Sebanyak 60.000 pekerja di industri tekstil Indonesia mengalami pemutusan hubungan kerja (PHK) akibat pelemahan nilai rupiah terhadap dolar Amerika Serikat (AS). Umumnya, industri tekstil yang melakukan PHK adalah perusahaan yang orientasi pasarnya domestik.
“Semuanya yang berorientasi domestik rata-rata sudah menghentikan produksi sehingga mengurangi banyak tenaga kerja di Indonesia,” kata Ketua Asosiasi Pertekstilan Indonesia (API) Ade Sudrajat.
Menurut Ade, kalangan pengusaha tekstil yang tergabung dalam API mengaku sangat mengkhawatirkan kondisi sekarang ini. Pelemahan rupiah akan semakin menekan laju produksi hingga 35%, terutama perusahaan tekstil yang berorientasi di pasar domestik.
Selain memberhentikan pekerja, kata Ade lagi, banyak perusahaan tekstil mulai memangkas jam operasional kerja para pegawai, yang semula 40 jam per minggu kini menjadi 25 jam per minggu. “Kini, pelemahan rupiah telah merambat ke sektor hulu pertekstilan yang berproduksi dalam pembuatan kain dan benang,” tutur Ade.
Redma Gita Wirawasta, Sekretaris Jenderal Asosiasi Produsen Syntethic Fiber Indonesia (Apsyfi), menjelaskan pelemahan ekonomi serta membanjirnya produk impor telah mempengaruhi kinerja penjualan industri hulu tekstil yang memproduksi serat sintetis, benang, dan kain. “Penjualan kami di semester I 2015 turun signifikan, sehingga efisiensi mesti dilakukan.
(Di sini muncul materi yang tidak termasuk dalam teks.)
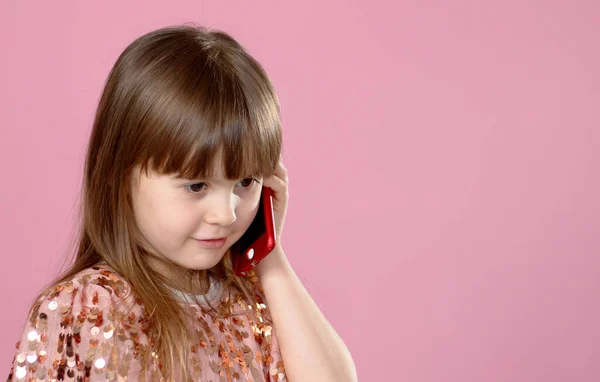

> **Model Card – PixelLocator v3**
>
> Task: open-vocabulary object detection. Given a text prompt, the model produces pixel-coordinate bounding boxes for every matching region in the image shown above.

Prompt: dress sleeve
[250,274,287,382]
[7,276,158,381]
[267,328,286,382]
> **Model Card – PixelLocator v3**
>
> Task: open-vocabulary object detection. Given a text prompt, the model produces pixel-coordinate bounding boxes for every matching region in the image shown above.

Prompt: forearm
[255,247,357,382]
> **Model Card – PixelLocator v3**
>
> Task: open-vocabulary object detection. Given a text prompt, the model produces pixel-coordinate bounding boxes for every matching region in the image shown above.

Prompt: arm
[255,246,358,382]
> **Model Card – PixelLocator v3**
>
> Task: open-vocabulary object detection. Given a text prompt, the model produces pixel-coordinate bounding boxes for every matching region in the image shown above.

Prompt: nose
[202,193,238,227]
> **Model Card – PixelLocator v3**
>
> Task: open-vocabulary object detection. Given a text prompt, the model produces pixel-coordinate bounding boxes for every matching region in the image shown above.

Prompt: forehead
[153,161,248,182]
[134,138,272,187]
[141,149,225,178]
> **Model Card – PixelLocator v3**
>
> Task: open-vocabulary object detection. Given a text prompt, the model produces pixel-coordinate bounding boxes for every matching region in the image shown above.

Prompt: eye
[184,178,260,195]
[185,183,208,194]
[238,178,260,188]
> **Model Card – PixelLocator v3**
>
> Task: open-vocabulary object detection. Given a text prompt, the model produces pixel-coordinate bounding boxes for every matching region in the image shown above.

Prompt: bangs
[132,45,282,181]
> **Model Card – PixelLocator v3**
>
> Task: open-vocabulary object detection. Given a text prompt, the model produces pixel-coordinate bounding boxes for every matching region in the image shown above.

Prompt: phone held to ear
[232,186,277,276]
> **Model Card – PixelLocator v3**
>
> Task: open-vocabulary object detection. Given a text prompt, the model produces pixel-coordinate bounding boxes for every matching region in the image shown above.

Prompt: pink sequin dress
[7,263,286,381]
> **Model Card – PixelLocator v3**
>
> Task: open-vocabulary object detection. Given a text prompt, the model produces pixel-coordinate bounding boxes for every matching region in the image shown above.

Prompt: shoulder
[29,264,142,322]
[8,264,157,381]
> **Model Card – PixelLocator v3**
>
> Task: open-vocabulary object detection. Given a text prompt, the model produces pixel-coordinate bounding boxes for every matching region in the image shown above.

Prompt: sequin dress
[7,263,286,381]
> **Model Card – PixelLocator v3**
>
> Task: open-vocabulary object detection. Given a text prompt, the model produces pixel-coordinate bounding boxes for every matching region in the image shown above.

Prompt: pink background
[1,1,599,381]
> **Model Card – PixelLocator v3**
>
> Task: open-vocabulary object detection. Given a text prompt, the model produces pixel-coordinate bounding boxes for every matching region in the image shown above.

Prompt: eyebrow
[170,173,261,181]
[171,175,207,181]
[170,174,232,182]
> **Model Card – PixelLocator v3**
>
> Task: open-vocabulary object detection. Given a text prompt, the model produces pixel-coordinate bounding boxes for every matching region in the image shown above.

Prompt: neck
[147,256,212,295]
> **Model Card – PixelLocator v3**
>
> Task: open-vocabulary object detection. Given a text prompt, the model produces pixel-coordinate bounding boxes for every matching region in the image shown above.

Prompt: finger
[275,160,288,183]
[263,175,287,193]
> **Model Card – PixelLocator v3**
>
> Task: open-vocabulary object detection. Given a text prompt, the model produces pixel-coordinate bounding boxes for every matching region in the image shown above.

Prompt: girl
[7,24,357,381]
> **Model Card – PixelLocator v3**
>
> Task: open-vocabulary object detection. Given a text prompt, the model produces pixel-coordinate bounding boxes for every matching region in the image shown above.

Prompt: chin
[181,253,226,271]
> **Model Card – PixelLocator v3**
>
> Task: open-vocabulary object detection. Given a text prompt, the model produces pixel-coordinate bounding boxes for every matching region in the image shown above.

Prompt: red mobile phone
[232,186,277,276]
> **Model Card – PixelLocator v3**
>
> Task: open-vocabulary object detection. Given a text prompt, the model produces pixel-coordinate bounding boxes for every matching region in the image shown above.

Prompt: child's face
[129,159,263,275]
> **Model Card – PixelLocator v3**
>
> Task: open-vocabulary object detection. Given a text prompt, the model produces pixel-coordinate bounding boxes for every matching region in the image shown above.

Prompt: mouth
[196,237,227,249]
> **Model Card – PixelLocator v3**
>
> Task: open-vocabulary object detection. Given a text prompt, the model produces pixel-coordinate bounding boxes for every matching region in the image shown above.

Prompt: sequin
[8,263,286,381]
[94,358,106,369]
[16,353,26,364]
[58,304,70,314]
[26,353,37,364]
[35,365,47,380]
[27,330,38,342]
[64,282,74,294]
[15,366,26,379]
[103,324,114,339]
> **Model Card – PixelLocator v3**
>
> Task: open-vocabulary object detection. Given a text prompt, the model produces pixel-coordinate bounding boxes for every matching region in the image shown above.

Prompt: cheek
[236,195,261,229]
[160,204,198,233]
[138,197,195,239]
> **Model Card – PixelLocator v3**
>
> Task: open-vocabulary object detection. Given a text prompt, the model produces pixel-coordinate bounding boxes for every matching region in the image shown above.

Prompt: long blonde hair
[34,23,282,379]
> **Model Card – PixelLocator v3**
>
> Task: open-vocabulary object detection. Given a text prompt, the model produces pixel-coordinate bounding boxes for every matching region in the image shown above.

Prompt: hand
[261,155,289,250]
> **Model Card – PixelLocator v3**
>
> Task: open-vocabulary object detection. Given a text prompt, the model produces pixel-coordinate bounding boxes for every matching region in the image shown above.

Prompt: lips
[196,237,227,249]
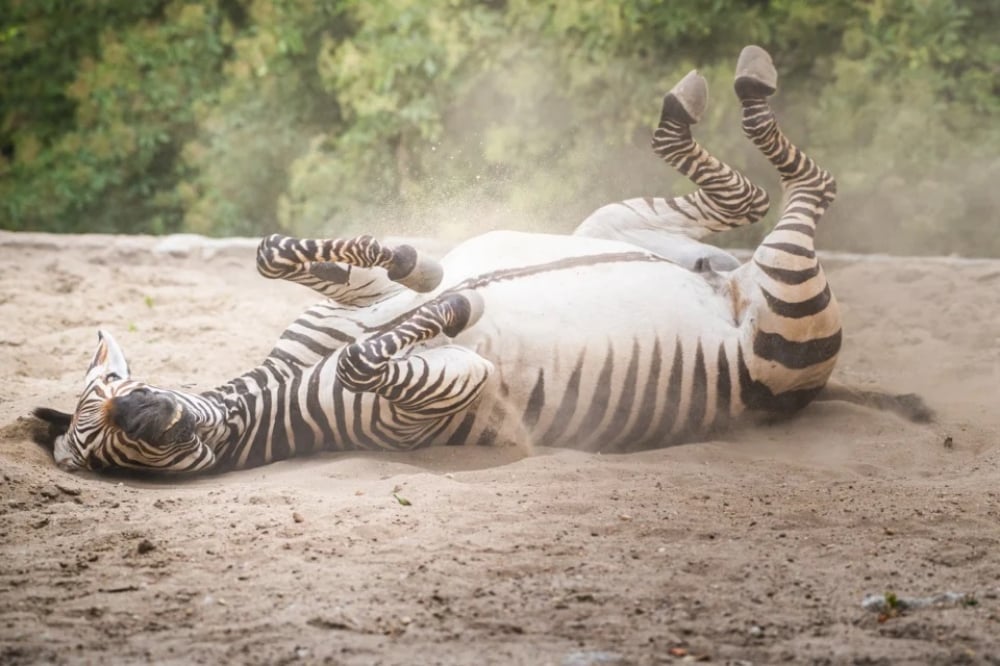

Ini semua akibat produk impor yang membanjir dan tidak dicegah pemerintah,” katanya.
Menurut dia, akibat penurunan penjualan, produsen tekstil hulu telah menurunkan utilisasi hingga 30%. Dengan kondisi tersebut, sekitar delapan perusahaan tekstil hulu terpaksa me-layoff sekitar 1.000 pekerja. “Sekitar 400 pekerja di-PHK dan 600 lainnya dirumahkan,” katanya.
Menghadapi hal tersebut, lanjut dia, Apsyfi mendesak pemerintah melarang impor serat sintetis, benang, dan kain. Selain itu, pemerintah perlu memberikan keringanan pajak penjualan (PPN), penurunan tarif dasar listrik, keringanan suku bunga. “Tujuannya agar industri dapat bergerak lagi dan mencegah layoff berlanjut,” tuturnya.(*/berbagai sumber)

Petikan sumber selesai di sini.